Tragedy, low wages, miserable working conditions, and exploitation have always been linked to the clothing industry.  From the Triangle Shirtwaist Factory Fire in 1911 to present day sweatshops dotted throughout the world, the burden of getting people dressed has fallen on women and children. The scale is staggering, it’s estimated that 250 million children worldwide work in sweatshops.  A hungry/terrified/exhausted five-year old struggling to do their job is a far more appropriate brand image for over-priced t-shirts destined to be worn once or twice.  


Lest we think this is only an overseas problem, the sad truth is too many states in America are trying to expedite hurling children into dangerous jobs. From food processing to automotive factories, children- by any legal or physical definition- are pushed into giving up studying geometry to handle jobs that can imperil adults.


Back to clothing.  And Fast Fashion.  No people, young influencers et. al. are not

fasting- meaning giving up- massive buying, but are in fact seeking out cheap and trendy outfits. In a mobius strip of scenarios/ the young folks- mostly girls- don't want to wear pieces more than a few times, which is just as well since the cheap garments do not allow long term usage. What's the harm?  Everything.


The people making these crappy clothes are exploited.  Too many sweatshops use poor women and young children who have no influence. Most areas don’t even possess minimum labor protections and regulations. Wage theft- for their meager pay- is unsurprisingly rampant.


In 1960 95% of clothing worn by Americans was made here.  In this country.  By 2015, it had dropped to 3%. As a harbinger of things to come, 1960 was also when the founder of Nike came up with the idea to charge a lot of money for shoes but outsource production to save costs. The conditions for such foreign workers were so horrific that many implored Michael Jordan, a  company spokesman and eponymous sneaker for the company, to speak out. He famously declined.  


Back to fast fashion.  The target demographic for cheap goods is probably middle and high school students- offering a never-ending demand for poorly-made “trendy” items. Okay- so what's the damage…besides the ravaging of the environment/ and the exploitation of women and children throughout the world?

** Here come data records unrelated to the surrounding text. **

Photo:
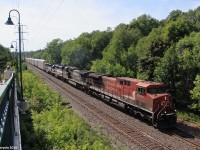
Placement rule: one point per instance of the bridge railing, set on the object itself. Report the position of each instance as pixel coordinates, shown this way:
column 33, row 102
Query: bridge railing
column 10, row 137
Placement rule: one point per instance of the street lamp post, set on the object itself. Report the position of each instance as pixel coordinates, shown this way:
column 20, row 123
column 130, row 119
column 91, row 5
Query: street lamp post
column 16, row 57
column 9, row 22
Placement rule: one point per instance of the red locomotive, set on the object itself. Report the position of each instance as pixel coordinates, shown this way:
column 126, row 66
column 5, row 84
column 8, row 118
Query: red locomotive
column 147, row 99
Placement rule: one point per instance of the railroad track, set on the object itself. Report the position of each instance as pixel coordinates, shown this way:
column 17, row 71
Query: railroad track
column 190, row 139
column 137, row 137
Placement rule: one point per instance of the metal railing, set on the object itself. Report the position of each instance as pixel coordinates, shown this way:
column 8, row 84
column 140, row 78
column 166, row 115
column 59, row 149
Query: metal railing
column 10, row 137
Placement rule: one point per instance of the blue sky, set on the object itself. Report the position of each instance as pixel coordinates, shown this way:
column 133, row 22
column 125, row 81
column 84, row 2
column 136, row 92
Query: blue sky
column 46, row 20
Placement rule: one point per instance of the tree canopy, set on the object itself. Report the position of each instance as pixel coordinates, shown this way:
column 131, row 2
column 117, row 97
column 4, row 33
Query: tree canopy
column 146, row 48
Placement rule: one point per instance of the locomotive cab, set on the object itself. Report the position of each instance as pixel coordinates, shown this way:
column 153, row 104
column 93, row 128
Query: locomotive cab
column 164, row 113
column 153, row 97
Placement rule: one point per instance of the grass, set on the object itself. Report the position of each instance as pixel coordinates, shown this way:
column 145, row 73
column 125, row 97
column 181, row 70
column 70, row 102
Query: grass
column 194, row 118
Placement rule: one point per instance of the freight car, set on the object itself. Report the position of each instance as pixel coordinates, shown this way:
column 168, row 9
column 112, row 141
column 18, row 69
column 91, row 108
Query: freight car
column 147, row 99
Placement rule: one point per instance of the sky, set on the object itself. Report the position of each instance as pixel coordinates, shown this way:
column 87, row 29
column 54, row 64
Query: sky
column 45, row 20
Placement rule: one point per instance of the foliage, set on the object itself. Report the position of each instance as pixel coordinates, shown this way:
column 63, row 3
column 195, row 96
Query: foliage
column 167, row 69
column 188, row 116
column 148, row 49
column 196, row 94
column 84, row 49
column 49, row 125
column 53, row 51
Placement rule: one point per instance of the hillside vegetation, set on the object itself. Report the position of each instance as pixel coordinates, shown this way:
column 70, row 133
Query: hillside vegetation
column 165, row 51
column 50, row 125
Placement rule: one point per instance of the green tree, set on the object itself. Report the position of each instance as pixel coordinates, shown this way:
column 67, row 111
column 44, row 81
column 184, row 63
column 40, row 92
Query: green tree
column 144, row 23
column 167, row 70
column 189, row 64
column 195, row 94
column 53, row 51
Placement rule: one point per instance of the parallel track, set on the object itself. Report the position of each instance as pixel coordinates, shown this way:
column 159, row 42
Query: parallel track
column 139, row 138
column 190, row 139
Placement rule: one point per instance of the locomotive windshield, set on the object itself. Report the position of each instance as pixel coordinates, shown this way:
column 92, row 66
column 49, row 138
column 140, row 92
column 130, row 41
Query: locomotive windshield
column 157, row 90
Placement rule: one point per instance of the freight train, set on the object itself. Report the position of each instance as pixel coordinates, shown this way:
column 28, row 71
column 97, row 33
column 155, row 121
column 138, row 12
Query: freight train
column 144, row 98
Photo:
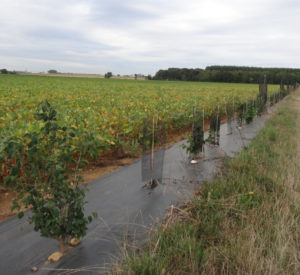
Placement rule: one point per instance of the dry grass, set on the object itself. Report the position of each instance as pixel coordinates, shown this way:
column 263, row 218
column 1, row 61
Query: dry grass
column 246, row 221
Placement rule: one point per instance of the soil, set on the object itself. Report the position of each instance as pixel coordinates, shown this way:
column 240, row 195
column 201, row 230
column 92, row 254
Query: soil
column 107, row 163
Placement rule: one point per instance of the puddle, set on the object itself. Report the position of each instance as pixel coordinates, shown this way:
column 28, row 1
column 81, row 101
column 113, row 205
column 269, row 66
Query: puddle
column 126, row 210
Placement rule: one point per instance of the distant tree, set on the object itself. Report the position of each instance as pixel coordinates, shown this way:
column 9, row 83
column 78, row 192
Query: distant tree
column 52, row 72
column 4, row 71
column 108, row 75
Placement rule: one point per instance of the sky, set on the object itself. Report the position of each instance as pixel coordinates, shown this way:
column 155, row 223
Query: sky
column 128, row 37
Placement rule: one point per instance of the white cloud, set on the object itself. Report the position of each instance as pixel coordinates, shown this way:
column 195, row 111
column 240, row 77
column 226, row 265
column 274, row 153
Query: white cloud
column 143, row 36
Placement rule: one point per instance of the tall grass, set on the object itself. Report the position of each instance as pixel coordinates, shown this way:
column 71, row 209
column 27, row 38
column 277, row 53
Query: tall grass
column 246, row 221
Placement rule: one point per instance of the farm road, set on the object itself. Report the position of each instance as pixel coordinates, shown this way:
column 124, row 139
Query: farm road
column 126, row 210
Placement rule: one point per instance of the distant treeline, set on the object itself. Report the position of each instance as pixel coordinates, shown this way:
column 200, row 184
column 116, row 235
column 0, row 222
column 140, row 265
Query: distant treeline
column 231, row 74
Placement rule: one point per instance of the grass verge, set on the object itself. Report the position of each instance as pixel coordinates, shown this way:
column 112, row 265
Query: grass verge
column 246, row 221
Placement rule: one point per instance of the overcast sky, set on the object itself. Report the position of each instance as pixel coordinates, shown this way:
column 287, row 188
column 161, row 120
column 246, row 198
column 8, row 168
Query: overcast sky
column 132, row 36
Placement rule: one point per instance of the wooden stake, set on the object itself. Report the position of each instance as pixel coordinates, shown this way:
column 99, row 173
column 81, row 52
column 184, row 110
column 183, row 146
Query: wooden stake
column 203, row 125
column 152, row 152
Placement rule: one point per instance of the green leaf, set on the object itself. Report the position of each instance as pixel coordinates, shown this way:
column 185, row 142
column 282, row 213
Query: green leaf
column 21, row 215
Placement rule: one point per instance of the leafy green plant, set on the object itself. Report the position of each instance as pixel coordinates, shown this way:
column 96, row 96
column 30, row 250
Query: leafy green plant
column 214, row 131
column 196, row 140
column 241, row 113
column 41, row 175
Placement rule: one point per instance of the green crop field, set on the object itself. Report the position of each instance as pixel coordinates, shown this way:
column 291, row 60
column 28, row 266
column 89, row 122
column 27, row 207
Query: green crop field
column 109, row 113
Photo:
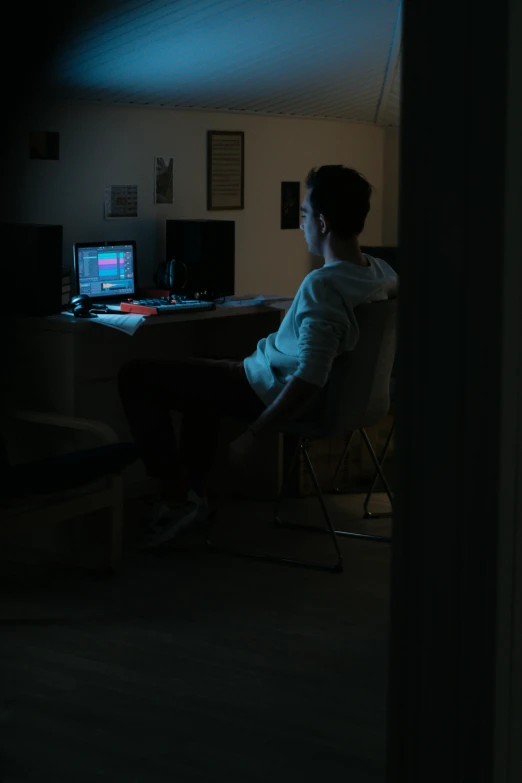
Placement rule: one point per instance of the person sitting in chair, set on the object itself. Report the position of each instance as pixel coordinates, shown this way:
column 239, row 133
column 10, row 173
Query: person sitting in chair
column 271, row 386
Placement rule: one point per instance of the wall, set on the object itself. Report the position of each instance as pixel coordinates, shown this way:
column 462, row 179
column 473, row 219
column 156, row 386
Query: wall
column 102, row 146
column 390, row 209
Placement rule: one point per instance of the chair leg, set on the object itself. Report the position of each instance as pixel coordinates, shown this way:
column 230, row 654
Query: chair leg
column 336, row 567
column 347, row 533
column 116, row 530
column 369, row 514
column 343, row 456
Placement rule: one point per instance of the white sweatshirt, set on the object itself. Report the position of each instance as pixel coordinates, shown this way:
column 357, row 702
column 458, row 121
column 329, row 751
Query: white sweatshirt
column 319, row 325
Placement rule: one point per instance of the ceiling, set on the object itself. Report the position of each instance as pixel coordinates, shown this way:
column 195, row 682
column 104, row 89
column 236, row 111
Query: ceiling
column 332, row 59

Garbage.  The fast fashion industry produced nearly 100 million tons of garbage last year! Such a scale of waste is far too much, produced too quickly to handle domestically, and thus- this waste is sent to poorer nations to deal with. It’s a tsunami, an avalanche of discarded habiliments.  That is too fancy a world. Cheap tees and skirts et. al.

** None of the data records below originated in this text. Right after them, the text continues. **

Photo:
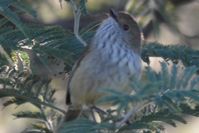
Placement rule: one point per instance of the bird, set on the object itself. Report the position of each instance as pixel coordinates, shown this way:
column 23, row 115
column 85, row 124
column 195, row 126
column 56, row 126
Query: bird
column 110, row 60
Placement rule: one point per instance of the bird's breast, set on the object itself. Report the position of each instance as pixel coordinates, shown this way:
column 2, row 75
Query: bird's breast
column 109, row 68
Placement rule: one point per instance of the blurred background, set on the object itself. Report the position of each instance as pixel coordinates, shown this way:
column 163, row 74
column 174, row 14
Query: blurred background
column 169, row 22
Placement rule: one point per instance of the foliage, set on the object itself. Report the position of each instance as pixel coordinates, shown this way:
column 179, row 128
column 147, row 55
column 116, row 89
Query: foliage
column 165, row 96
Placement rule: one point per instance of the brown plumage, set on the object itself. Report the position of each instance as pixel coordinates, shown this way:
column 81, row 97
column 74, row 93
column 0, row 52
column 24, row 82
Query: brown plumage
column 111, row 59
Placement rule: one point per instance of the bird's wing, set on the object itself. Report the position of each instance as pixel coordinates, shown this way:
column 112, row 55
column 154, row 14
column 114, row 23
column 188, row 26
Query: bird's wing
column 68, row 95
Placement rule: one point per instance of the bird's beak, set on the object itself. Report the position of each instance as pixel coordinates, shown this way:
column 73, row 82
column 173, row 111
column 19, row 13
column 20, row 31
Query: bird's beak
column 113, row 14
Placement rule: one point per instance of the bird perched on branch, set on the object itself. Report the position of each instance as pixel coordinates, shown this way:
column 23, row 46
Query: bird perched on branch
column 110, row 61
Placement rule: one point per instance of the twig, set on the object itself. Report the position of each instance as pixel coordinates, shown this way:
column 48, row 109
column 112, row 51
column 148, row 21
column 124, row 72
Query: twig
column 77, row 15
column 131, row 113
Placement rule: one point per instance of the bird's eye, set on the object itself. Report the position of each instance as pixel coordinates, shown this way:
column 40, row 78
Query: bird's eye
column 125, row 27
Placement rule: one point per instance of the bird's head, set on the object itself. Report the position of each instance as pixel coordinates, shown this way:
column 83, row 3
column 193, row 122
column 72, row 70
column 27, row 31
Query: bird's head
column 120, row 26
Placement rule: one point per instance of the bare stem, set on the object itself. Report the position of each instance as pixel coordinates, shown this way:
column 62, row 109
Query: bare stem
column 77, row 15
column 131, row 113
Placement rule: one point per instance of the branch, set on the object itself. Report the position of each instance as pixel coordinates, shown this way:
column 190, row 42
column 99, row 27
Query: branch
column 77, row 14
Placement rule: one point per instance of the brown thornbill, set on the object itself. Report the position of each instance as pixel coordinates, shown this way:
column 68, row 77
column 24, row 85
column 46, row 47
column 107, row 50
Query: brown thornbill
column 110, row 61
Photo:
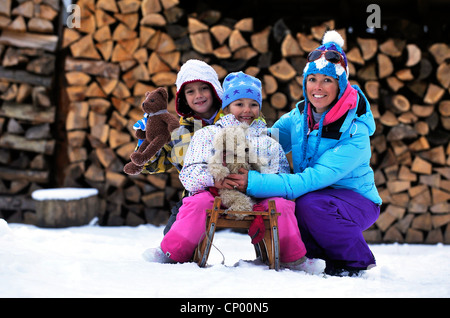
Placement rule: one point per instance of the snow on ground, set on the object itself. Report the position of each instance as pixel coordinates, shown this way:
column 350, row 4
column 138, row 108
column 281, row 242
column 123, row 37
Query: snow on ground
column 94, row 261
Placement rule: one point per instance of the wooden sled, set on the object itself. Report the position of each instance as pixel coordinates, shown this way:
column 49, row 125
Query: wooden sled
column 268, row 249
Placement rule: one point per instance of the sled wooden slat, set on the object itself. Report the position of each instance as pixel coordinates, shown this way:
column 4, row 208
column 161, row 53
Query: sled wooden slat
column 267, row 249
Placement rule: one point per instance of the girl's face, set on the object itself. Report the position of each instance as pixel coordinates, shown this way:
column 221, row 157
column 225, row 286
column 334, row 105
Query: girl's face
column 244, row 109
column 321, row 91
column 200, row 99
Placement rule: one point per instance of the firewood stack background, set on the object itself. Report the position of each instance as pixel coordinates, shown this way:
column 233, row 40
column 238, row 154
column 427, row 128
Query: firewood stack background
column 69, row 97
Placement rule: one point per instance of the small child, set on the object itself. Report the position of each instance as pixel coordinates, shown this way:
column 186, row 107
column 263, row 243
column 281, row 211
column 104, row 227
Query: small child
column 198, row 102
column 242, row 104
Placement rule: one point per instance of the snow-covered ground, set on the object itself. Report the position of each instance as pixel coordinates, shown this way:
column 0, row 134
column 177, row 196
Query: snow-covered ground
column 94, row 261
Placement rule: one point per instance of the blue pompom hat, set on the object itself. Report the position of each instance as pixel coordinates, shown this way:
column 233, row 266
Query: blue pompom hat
column 333, row 41
column 240, row 85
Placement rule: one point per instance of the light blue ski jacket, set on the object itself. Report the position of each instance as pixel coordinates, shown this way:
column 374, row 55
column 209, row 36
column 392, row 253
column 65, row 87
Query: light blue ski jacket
column 335, row 155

Ghana is a favorite dumping ground by American and European countries.  The amount of discarded clothing is so vast that it fills the nation's ocean and shorelines.  All the cheap chemicals and synthetic materials seep into the water and are absorbed by marine plants and fish. Bon appetit. The damage is so bad, Ghana has been described as a death pit.  


Thankfully, there has been a rising trend in thrifting, buying second-hand, and upcycling. These are crucial actions towards circularizing our economy and creating a more sustainable society. Frustratingly, the far reaching effects of the fast fashion flood have depressed clothing prices and distorted the entire industry, leaving few businesses able to turn a profit selling second-hand items.


This makes being smart, kind, conscious consumers determined to effect change one of the most powerful weapons that exists today. Buy less/ buy better. Be aware of the externalities and costs of your purchases and know the consequences of harvest/production/exploitation and demand more from retailers. Like public servants- they work for us. Support your neighborhood.  Find locally sourced food/ small and unrepresented businesses as well as others eager to find the best solutions for you and the planet. If you care about these issues, don’t just act alone, join together in growing solidarity and pursue transformational advocacy! And then... Don't Shop on Tuesday.